Sarah Cook, Marketing Manager at the Ritzy, Brixton take a first look at Loving Vincent, which hits cinemas on Monday 9 October.

The man, the madness, the masterpieces.

There isn’t a soul on this earth that doesn’t know the pain and anguish of Vincent Van Gough. The Dutch artist who crafted such stunning works as Starry Night and Sunflowers is often deemed one of the greatest of all time. His tale of depression is, too, spoken about with revered tones, many speaking of his torment as much as they talk about his work.

Van Gough has been depicted in countless works include a sob-inducing Doctor Who episode and a Benedict Cumberbatch led television drama Van Gough: Painted With Words. However, directors Dorota Kobiela and Hugh Welchman and 100 artists immortalise the painter unlike any other with Vincent.

In the first ever oil painted feature film, Loving Vincent explores Van Gough after his death, with a young Armand Roulin, a family friend, trying to track down Vincent’s family posthumously to deliver a letter. Though his luck with Vincent’s final note winds up fruitless, Armand uncovers stories of Vincent’s life before death in gossiping quaint French town Auberge Ravoux in Auvers-sur-Oise. There the mystery of Van Gough is uncovered…

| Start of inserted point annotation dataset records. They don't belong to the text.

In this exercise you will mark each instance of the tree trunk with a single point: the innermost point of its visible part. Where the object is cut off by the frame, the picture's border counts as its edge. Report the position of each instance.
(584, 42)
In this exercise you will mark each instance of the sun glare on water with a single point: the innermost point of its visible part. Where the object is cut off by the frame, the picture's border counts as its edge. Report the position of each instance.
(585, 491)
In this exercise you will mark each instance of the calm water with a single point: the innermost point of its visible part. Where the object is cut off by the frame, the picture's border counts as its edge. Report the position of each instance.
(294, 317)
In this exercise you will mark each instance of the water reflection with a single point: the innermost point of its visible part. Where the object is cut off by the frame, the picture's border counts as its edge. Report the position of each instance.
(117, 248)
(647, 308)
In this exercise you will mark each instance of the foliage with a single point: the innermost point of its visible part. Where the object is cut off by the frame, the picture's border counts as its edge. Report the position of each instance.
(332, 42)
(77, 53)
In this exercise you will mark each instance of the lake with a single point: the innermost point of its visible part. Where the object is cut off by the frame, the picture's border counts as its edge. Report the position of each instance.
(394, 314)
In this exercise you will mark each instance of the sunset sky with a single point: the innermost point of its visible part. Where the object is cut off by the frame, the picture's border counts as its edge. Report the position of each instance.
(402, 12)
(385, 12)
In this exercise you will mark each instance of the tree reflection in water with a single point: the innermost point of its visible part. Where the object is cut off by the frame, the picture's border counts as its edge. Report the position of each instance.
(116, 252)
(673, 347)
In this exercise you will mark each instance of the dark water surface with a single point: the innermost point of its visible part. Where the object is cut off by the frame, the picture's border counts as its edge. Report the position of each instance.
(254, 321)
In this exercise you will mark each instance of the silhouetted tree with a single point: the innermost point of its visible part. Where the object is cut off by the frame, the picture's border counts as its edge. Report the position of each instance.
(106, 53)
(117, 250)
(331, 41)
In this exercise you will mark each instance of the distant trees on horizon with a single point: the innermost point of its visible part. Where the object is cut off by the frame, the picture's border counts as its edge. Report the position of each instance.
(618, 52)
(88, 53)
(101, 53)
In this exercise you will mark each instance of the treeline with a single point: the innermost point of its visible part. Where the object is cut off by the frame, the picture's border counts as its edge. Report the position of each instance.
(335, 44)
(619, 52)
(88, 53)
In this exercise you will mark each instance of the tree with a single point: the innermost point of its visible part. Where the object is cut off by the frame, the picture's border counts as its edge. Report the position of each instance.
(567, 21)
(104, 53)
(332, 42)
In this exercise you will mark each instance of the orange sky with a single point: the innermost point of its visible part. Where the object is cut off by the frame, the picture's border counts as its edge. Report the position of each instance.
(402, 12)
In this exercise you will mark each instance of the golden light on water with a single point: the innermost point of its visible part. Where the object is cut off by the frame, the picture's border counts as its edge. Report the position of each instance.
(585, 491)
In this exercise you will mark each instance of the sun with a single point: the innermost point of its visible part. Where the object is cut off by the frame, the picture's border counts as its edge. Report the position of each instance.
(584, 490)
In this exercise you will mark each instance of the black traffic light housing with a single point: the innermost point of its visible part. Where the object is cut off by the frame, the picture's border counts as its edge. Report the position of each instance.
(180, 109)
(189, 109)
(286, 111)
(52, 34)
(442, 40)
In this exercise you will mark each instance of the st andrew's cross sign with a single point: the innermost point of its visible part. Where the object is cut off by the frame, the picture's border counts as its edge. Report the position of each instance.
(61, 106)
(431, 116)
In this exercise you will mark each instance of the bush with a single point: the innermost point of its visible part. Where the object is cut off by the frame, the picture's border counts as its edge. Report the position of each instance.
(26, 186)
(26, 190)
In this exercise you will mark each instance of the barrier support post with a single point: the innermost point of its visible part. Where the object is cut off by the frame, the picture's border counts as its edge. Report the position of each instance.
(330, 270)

Loving Vincent is a spectacle that should be witness on the big screen. Each frame is hand-painted and the life of Van Gough fully realised in each stroke of colour. Imitating Van Gough’s swirls and patterns, Kobiela and Welchman allow the characters to flourish. Acting like a stop-motion feature, the directors and artists agonised seven years to produce it, replicating film frames and working with the actors live on set to imitate their movement with the art. The result is an astonishing, breath-taking vision of vividness that recreates the world seemingly through Vincent’s eyes.

Transforming the last years of Van Gough’s life into a murder mystery may be risky but it is performed more like two intertwined sides, told through people who revered him or reviled him. Van Gough ruffled the roost of Auberge Ravoux and, at that time, gossip spread through the cornfields like wildfire. Kobiela and Welchman are astute to flesh out both sides, suicide and accident, bringing Van Gough’s character to life in this earnest portrayal. With flashbacks to his past and the deep-seated issues underlying his character, the story may seem simple but there are layers that engage you.

Loving Vincent has an array of acting talent including Douglas Booth as Armand, Chris O’Dowd as his father, and Saoirse Ronan as Margaret Gachet, the possible last love of Van Gough. Each are captured excellently here. Robert Gulaczyk plays the acclaimed artists and is superb within the role.

An endearing film, Loving Vincent showcases the life of a man who saw beauty within the life surrounding him. While he may not have seen the beauty within him, and he was plague all his life, Vincent Van Gough transformed that anguish into his work, and chose to spread kindness when he could. If anything, this is a loving tribute to the most famous artist of all time.

The Loving Vincent Live Satellite Premier is screening in cinemas on Mon 9 October.